Lamar Advertising Company (LAMR) Q4 2025 Earnings Call Transcript

LAMR logo
LAMR
Lamar Advertising Co
160.08 USD
+1.31%

Access earnings results, analyst expectations, report, slides, earnings call, and transcript.

Overview

The earnings call reveals strong financial performance, with record operating margins and growth in digital and programmatic revenue. Despite some category weaknesses, the company shows resilience in local advertising and optimism for 2026. The Q&A indicates positive sentiment towards ad spend and M&A trends, though some uncertainty remains. The dividend policy and leverage improvements further support a positive outlook. Overall, the company's strategic initiatives and market conditions suggest a positive stock price movement in the near term.

Key Financial Performance

Revenue Growth (Q4 2025) Excluding political, revenues grew more than 4% on an acquisition-adjusted basis. Growth was driven by increases across analog and digital billboards, airports, and logos.

AFFO per Share (Q4 2025) Diluted AFFO per share increased 1.4% to $2.24 compared to $2.21 in Q4 2024. Growth was attributed to strong acquisition-adjusted revenue and EBITDA performance in December.

Adjusted EBITDA (Q4 2025) Adjusted EBITDA for the quarter was $288.9 million, up 3.7% from $278.5 million in Q4 2024. Acquisition-adjusted EBITDA increased 2.1%, supported by decelerating operating expense growth.

Digital Revenue Growth (Q4 2025) On a same-store basis, digital revenue increased 3.7%, reflecting advertisers' continued preference for digital flexibility.

Programmatic Revenue Growth (Q4 2025) Programmatic revenue grew approximately 19% year-over-year, driven by strong demand.

Acquisitions (Q4 2025) 13 acquisitions were completed for approximately $57 million in cash, contributing to a full-year total of 50 acquisitions worth $191 million.

Operating Margins (Q4 2025) Consolidated operating margins exceeded 47%, marking the highest in the company's history.

Depreciation and Amortization Expense (Q4 2025) Decreased to $151.3 million, returning to normal levels after a spike in Q4 2024 due to revised asset retirement obligation estimates.

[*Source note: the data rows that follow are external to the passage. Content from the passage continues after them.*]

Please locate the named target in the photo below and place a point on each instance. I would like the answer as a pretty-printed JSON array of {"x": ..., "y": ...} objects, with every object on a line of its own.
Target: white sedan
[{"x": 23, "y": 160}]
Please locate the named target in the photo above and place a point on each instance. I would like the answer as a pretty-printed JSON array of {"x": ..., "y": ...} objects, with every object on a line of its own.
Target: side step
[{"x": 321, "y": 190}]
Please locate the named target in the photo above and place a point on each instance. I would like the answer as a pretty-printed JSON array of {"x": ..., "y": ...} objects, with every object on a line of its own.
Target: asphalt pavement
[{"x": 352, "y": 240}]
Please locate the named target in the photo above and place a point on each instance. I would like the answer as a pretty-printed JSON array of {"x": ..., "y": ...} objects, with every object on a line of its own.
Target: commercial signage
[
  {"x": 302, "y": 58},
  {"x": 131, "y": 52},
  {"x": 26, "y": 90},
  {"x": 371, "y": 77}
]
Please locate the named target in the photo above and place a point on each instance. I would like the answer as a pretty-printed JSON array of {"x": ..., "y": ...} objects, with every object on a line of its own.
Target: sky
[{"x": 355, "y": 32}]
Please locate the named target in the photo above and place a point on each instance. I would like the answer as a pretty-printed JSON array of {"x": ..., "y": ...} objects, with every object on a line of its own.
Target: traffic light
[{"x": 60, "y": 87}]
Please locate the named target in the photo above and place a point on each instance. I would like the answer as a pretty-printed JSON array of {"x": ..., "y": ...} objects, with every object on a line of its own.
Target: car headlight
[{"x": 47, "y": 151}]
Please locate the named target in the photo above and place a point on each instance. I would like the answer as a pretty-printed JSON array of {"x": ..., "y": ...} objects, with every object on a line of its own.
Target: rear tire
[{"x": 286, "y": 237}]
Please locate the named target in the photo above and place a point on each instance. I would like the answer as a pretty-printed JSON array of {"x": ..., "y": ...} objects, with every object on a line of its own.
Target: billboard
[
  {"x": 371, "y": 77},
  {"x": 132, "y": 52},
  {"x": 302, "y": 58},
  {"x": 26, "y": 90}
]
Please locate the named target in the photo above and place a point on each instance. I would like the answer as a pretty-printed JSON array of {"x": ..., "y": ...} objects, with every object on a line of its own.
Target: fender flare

Full-Year Revenue (2025) Acquisition-adjusted revenue increased 2.1% to $2.27 billion compared to $2.22 billion in 2024. Growth was supported by resilience in local advertising.

Full-Year Adjusted EBITDA (2025) Adjusted EBITDA was $1.06 billion, up 1.4% on an acquisition-adjusted basis, with margins holding steady at 46.7% despite expense pressures.

Full-Year AFFO per Share (2025) Diluted AFFO per share increased 3.4% to $8.26, exceeding the top end of revised guidance.

Capital Expenditures (Q4 2025) Total CapEx was $63 million, including $20.8 million in maintenance CapEx. Full-year CapEx totaled $180.8 million, with $57.3 million for maintenance.

Debt and Leverage (Q4 2025) Total consolidated debt was $3.4 billion with a weighted average interest rate of 4.5%. Leverage was 2.92x net debt to EBITDA, among the lowest levels for the company.

Category Strengths (Q4 2025) Services (+12%), Health Care (+13%), Financial (+17%), and Building & Construction (+16%) showed strong growth. These categories represent significant portions of the revenue base.

Category Weaknesses (Q4 2025) Telecommunications (-10%) and Beverages, Beer & Wine (-20%) experienced declines, but these categories represent smaller portions of the revenue base.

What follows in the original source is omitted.